Heightened Risks Seen as Agentic AI Gains Traction: Report

With 95 percent of enterprises facing cyber incidents, new research reveals a wide gap between AI adoption and responsible AI readiness, exposing most enterprises to reputational risks and financial loss, according to Infosys Knowledge Institute (IKI).

The research arm of Infosys, a global provider of next-generation digital services and consulting, highlighted critical insights into the state of responsible AI (RAI) implementation across enterprises, particularly with the advent of agentic AI.

The report, “Responsible Enterprise AI in the Agentic Era,” surveyed over 1,500 business executives and interviewed 40 senior decision-makers across Australia, France, Germany, the UK, the US, and New Zealand.

Findings show that while 78 percent of companies see RAI as a business growth driver, only 2 percent have adequate RAI controls in place to safeguard against reputational risk and financial loss

The report analyzed risks resulting from poorly implemented AI, like privacy violations, ethical violations, bias or discrimination, regulatory non-compliance, inaccurate or harmful predictions, among others. It found that 77 percent of organizations reported financial loss, and 53 percent of organizations have suffered reputational impact from such AI-related incidents.

“Enterprises are navigating a complex landscape, where AI’s promise of growth is accompanied by significant operational and ethical risks,” said Jeff Kavanaugh, head of Infosys Knowledge Institute, “Our research clearly shows that while many are recognizing the importance of Responsible AI, there’s a substantial gap in practical implementation. Companies that prioritize robust, embedded RAI safeguards will not only mitigate risks and potentially reduce financial losses but also unlock new revenue streams and thrive as we transition into the transformative agentic AI era.”

AI risks are widespread and can be severe, with 95 percent of C-suite and director-level executives reporting AI-related incidents in the past two years.

Nearly 39 percent characterize the damage experienced from such AI issues as “severe” or “extremely severe,” and 86 percent of executives aware of agentic AI believe it will introduce new risks and compliance issues.

Responsible AI (RAI) capability is patchy and inefficient for most enterprises, the research arm of Infosys found.

Only 2 percent of companies (termed “RAI leaders”) met the full standards set in the Infosys RAI capability benchmark – termed “RAISE BAR”, with 15 percent (RAI followers) meeting three-quarters of the standards.

The “RAI leader” cohort experienced 39 percent lower financial losses and 18 percent lower severity resulting from AI incidents.

To achieve these results, leaders developed improved AI explainability, proactively evaluated and mitigated against bias, rigorously tested and validated AI initiatives, and had a clear incident response plan.

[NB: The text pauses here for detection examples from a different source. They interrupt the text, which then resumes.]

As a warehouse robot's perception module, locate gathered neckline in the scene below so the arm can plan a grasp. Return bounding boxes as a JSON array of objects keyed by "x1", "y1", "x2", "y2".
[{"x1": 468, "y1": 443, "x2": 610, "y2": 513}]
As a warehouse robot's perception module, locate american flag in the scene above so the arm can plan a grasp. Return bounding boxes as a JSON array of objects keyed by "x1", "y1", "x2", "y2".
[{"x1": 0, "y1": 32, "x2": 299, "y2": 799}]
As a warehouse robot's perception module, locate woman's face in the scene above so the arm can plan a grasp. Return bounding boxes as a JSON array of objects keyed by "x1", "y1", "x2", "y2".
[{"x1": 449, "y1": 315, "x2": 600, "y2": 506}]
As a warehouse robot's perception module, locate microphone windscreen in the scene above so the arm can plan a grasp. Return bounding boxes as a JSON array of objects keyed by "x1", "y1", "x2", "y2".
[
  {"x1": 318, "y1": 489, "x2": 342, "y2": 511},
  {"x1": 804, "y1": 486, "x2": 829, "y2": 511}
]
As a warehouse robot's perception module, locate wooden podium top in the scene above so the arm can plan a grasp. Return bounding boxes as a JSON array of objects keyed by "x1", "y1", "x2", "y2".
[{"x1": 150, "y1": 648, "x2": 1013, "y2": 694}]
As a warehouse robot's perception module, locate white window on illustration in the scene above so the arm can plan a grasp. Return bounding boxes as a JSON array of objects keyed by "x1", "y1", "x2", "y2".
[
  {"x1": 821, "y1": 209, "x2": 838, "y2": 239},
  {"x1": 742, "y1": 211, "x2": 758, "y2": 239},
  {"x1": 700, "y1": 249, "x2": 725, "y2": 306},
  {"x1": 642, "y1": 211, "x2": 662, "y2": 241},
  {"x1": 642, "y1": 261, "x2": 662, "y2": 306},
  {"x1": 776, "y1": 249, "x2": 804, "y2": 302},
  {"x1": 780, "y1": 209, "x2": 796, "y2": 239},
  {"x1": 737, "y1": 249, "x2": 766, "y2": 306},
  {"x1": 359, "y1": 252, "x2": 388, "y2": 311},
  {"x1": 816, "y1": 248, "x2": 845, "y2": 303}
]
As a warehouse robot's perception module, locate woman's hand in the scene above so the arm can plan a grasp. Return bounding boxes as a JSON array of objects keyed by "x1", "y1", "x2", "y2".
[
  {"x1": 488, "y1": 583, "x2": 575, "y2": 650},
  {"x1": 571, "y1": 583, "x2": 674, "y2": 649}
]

Executives view RAI as a growth driver, with 78 percent of senior leaders viewing RAI as aiding revenue growth, and 83 percent indicating that future AI regulations would boost, rather than inhibit the number of future AI initiatives.

On average, companies believe they are underinvesting in RAI by 30 percent.

“With the scale of enterprise AI adoption far outpacing readiness, companies must urgently shift from treating RAI as a reactive compliance obligation to embracing it proactively as a strategic advantage,” the report stated.

“Drawing from our extensive experience working with clients on their AI journeys, we have seen firsthand how delivering more value from enterprise AI use cases would require enterprises to first establish a responsible foundation built on trust, risk mitigation, data governance, and sustainability,” said Balakrishna D.R., EVP – global services head, AI and Industry Verticals at Infosys. “This also means emphasizing ethical, unbiased, safe, and transparent model development. To realize the promise of this technology in the agentic AI future, leaders should strategically focus on platform and product-centric enablement and proactive vigilance of their data estate. Companies should not discount the important role a centralized RAI office plays as enterprise AI scales, and new regulations come into force.”

To help organizations build scalable, trusted AI systems that fuel growth while mitigating risk, Infosys recommends the following actions:

  • Study the practices of high-maturity RAI organizations that have already faced diverse incident types and developed robust governance.
  • Combine decentralized product innovation with centralized RAI guardrails and oversight.
  • Use platform-based environments that enable AI agents to operate within pre-approved data and systems.
  • Create a centralized function to monitor risk, set policy, and scale governance.